Carefully Consider the Consequences of Disclosure

The recent Merck decision is an important reminder of the need for caution when faced with a decision to voluntarily disclose documents to a government entity.  Often the first step in reacting to a corporate scandal is to embark on an independent internal investigation to understand what happened and prevent further problems.  Moreover, if a federal criminal prosecution occurs, cooperation with the prosecution is a factor that may be used to reduce a corporation's fine.  While there may be several advantages to providing documents at the request of the government, this decision must be weighed carefully.  To illustrate, a corporation may understand that disclosure of a document summarizing an internal investigation by outside counsel would result in swift resolution of the government's case against that corporation.  However, the result of disclosure of such materials could be any number of ancillary claims in the making.  When faced with the decision to disclose or not, astute corporate counsel should assume that disclosure of the documents to the government is effectively full disclosure to any subsequent litigants.

Take Affirmative Steps to Preserve Your Privilege

If you must disclose privileged documents to a government entity, be smart and strategic.  The trend disfavoring the selective waiver doctrine cannot be ignored; thus, corporate counsel should take the following actions to increase the likelihood that a court is persuaded to recognize privilege.  The first step is to clearly show the existence of attorney-client and work product privileges.  The corporation must establish a record that shows the purpose of conducting an internal investigation is the rendering of legal advice.
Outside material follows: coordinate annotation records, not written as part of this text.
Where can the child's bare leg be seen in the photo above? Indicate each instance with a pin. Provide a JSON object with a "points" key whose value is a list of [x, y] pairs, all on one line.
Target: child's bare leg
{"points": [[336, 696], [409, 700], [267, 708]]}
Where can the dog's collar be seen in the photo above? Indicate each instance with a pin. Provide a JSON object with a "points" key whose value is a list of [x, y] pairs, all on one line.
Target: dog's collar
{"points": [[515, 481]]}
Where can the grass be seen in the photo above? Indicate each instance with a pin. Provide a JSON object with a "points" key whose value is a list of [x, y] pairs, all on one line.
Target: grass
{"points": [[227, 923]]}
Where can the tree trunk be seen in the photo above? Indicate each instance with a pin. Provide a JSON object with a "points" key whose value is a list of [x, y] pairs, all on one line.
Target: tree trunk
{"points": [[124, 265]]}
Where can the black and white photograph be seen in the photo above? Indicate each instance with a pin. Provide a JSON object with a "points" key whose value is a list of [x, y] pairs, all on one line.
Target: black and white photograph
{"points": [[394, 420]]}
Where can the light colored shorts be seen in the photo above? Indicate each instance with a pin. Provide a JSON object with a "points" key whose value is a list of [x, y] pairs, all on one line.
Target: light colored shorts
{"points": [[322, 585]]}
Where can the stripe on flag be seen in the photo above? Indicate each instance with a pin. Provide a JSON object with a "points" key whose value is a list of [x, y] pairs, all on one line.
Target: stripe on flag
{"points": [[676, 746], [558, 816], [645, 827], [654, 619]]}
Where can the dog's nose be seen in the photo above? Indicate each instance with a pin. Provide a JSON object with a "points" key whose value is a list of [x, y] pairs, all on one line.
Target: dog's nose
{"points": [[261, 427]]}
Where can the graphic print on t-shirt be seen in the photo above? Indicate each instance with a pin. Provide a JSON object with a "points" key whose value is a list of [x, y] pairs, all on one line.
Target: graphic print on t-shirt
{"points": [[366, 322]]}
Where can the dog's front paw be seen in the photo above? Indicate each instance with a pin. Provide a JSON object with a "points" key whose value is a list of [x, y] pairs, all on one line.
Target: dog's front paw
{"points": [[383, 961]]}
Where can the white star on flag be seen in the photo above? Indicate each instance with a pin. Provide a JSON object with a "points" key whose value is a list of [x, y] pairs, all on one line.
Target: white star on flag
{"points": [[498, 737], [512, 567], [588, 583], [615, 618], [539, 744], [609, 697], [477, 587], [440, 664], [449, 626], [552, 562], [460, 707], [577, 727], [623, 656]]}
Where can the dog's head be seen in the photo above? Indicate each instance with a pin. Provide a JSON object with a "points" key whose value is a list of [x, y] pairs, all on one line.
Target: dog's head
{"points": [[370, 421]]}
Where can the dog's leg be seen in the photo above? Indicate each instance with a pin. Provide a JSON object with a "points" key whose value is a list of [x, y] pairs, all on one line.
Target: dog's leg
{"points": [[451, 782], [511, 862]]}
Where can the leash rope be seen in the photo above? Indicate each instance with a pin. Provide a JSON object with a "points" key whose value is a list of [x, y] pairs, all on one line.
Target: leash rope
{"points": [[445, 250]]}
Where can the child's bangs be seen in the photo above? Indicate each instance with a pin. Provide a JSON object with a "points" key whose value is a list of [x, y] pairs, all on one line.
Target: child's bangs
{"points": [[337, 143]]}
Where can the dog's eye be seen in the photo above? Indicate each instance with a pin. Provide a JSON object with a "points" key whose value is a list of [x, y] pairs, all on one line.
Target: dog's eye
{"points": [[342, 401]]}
Next, the corporation must negotiate an express confidentiality and non-waiver agreement with the particular government entity requesting the documents.  The written, signed agreement must be unambiguous and comprehensive: routine confidentiality provisions or a confidentiality warning stamp on its own is insufficient to preserve privilege.  In addition to clearly stating that the documents to be disclosed are confidential and privileged, the agreement must also expressly state that disclosure of the privileged documents is limited to the specific government entity that made the request.  A statement by the government entity that it will take affirmative steps to enforce the confidentiality agreement in any subsequent litigation would give the agreement even more force.  Finally, the agreement must also insist that production of the requested privileged documents will not occur until after the disclosing party has obtained and memorialized the agreement with the government entity.

In addition to drafting a clear and complete confidentiality and non-waiver agreement, a corporation may be able to protect privileged documents by showing that it has been generous with producing other non-privileged documents.  Allowing access to the underlying non-privileged factual documents used in preparing the privileged documents might ease the court's worry that a civil litigant will be prejudiced if denied the opportunity to discover the privileged documents.

Another way to preserve privilege of certain documents provided to the government is to argue that the corporation and government are not adversaries.  If a corporation is not the subject of the government investigation, it needs to clearly establish that the government is not its adversary.  Because any disclosures would be involuntary, the court's concern in preserving privilege where a party discloses information based on self-interest would be alleviated.

What This Means for Your Corporation

There is no guarantee that a court will decide (against the weight of authority) to allow selective waiver.  Nevertheless, the above suggestions should be followed by any corporation that has made the important decision to disclose privileged documents to the government.  The recent Merck decision shows that even in the face of an express confidentiality and non-waiver agreement a corporation may be compelled to produce privileged documents.  Merck attempted to protect its privileged documents by insisting on an express confidentiality and non-waiver agreement to govern its disclosure, but was still ordered to produce.  Hence, the ultimate lesson to take from the Merck decision: weigh disclosures to the government very carefully.